While paintings accounted for the largest share of value across all price levels, the lower end of the market showed greater diversification across mediums. Among works sold for less than $50,000, paintings accounted for 37 percent of lots and 44 percent of total value, followed by drawings, watercolors and other works on paper at 19 percent, slightly ahead of prints and photography combined. Digital, film and video art remained marginal within the auction market, accounting for less than 1 percent of sales by value or volume across all price levels for the second consecutive year.

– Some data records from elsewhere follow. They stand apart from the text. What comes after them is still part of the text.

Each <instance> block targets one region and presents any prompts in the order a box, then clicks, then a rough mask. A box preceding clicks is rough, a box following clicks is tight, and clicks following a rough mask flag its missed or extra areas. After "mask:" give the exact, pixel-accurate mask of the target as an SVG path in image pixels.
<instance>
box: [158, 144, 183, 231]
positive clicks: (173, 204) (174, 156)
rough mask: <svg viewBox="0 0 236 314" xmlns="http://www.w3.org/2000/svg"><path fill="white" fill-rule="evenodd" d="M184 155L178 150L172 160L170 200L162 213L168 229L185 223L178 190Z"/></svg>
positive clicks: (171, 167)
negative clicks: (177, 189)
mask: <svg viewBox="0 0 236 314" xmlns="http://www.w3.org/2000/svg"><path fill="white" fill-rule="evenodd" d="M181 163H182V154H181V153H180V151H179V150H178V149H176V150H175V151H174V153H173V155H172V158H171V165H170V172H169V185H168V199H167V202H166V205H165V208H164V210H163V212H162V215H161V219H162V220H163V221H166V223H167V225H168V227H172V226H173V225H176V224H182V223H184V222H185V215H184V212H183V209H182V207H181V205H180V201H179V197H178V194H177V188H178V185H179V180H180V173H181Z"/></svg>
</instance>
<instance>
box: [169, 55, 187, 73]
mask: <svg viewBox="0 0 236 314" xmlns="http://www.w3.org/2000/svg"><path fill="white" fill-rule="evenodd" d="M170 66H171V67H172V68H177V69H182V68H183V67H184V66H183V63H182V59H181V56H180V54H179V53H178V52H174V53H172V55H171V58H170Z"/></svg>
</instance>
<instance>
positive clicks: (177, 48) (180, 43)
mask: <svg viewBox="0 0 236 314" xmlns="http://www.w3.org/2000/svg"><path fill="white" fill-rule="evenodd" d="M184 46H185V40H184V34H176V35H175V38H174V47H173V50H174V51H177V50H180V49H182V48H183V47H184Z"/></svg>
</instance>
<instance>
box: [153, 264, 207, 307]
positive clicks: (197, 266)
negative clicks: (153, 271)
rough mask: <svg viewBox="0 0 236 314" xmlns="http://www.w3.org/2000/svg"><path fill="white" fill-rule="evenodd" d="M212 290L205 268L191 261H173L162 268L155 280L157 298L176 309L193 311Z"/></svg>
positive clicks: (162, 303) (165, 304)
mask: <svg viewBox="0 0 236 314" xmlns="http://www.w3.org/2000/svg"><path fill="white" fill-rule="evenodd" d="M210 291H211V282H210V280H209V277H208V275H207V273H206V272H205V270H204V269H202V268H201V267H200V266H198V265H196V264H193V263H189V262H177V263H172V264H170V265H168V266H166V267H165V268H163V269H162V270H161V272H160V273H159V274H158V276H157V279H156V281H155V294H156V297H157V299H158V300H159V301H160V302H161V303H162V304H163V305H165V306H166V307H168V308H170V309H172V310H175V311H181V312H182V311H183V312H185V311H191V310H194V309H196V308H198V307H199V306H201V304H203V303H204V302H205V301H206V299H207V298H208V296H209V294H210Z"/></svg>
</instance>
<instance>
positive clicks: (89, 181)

Meanwhile, museum acquisitions—often critical to building artists’ careers—remained broadly stable for galleries in 2025. Museums accounted for 7 percent of dealer sales by value, with a slightly higher share directed to local institutions. Secondary-market dealers reported the highest share of museum sales at 8 percent, while larger galleries accounted for the greatest proportion overall, with dealers above $1 million in turnover reporting 9 percent of sales to museums, compared with just 2 percent among those below $250,000. The $250,000-500,000 segment also stood out, with museum sales reaching 14 percent. For most dealers turning over less than $10 million annually, sales to local institutions exceeded those to international museums. Among the largest galleries, however, the pattern reversed, with 6 percent of sales going to international museums and 3 percent to local institutions. Sales to private institutions remained relatively stable at 4 percent overall, ranging from 1 percent for secondary market dealers to 5 percent for those operating across both primary and secondary markets and reaching as high as 16 percent among the largest dealers.

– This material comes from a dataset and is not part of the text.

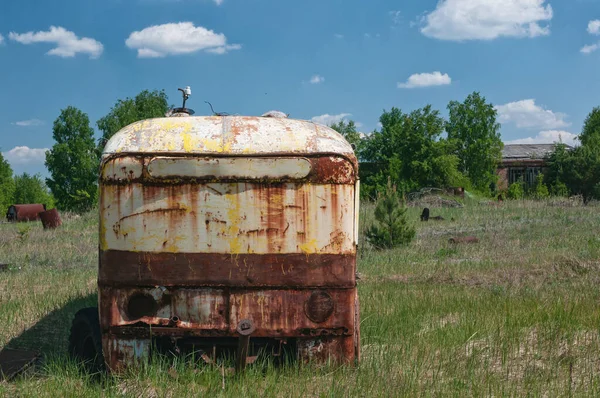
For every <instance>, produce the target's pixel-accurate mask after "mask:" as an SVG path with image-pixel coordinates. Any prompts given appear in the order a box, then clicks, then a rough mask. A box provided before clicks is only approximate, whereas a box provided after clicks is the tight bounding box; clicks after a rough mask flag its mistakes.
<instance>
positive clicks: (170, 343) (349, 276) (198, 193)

Ultimately, while still below its 2022 peak, the market showed signs of renewed stability as it continues to recalibrate to a rapidly shifting landscape shaped by evolving collector behavior, new audience expectations and the complex forces that have driven its accelerated global expansion over the past decade. What emerges from the report is a portrait of a market simultaneously recovering and restructuring—adapting to geopolitical volatility, rising operating costs and changing patterns of demand. Although aggregate sales grew, performance remained uneven across sectors and segments, and profitability across the trade stayed under pressure in 2025, with 38 percent of dealers and 40 percent of auction houses reporting lower profits than the previous year. Still, confidence heading into 2026 remains cautiously optimistic: 43 percent of dealers expect sales to improve, while 38 percent anticipate stable performance.

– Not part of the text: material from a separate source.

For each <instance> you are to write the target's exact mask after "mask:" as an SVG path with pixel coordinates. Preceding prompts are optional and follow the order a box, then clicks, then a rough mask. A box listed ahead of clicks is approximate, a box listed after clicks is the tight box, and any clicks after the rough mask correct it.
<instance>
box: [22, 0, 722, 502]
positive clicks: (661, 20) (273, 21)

The year ahead will likely see the art market navigating an increasingly complex geopolitical and economic environment—new conflicts, trade frictions and broader financial uncertainty that may not yet be fully reflected in sales data but are already shaping sentiment. Political and economic instability once again ranked as the top concern for dealers, as it did in 2024 and 2023, with many describing collectors as increasingly cautious and selective in major acquisitions. In this environment, survival and success are likely to depend less on expansion than on strategic recalibration: containing rising operating costs, strengthening relationships with existing collectors and cultivating the next generation of buyers. For galleries and auction houses alike, the challenge ahead is not simply to weather volatility but to evolve alongside a market whose structure, geography and collector base are being quietly rewritten in real time—in a world undergoing systematic and historic change.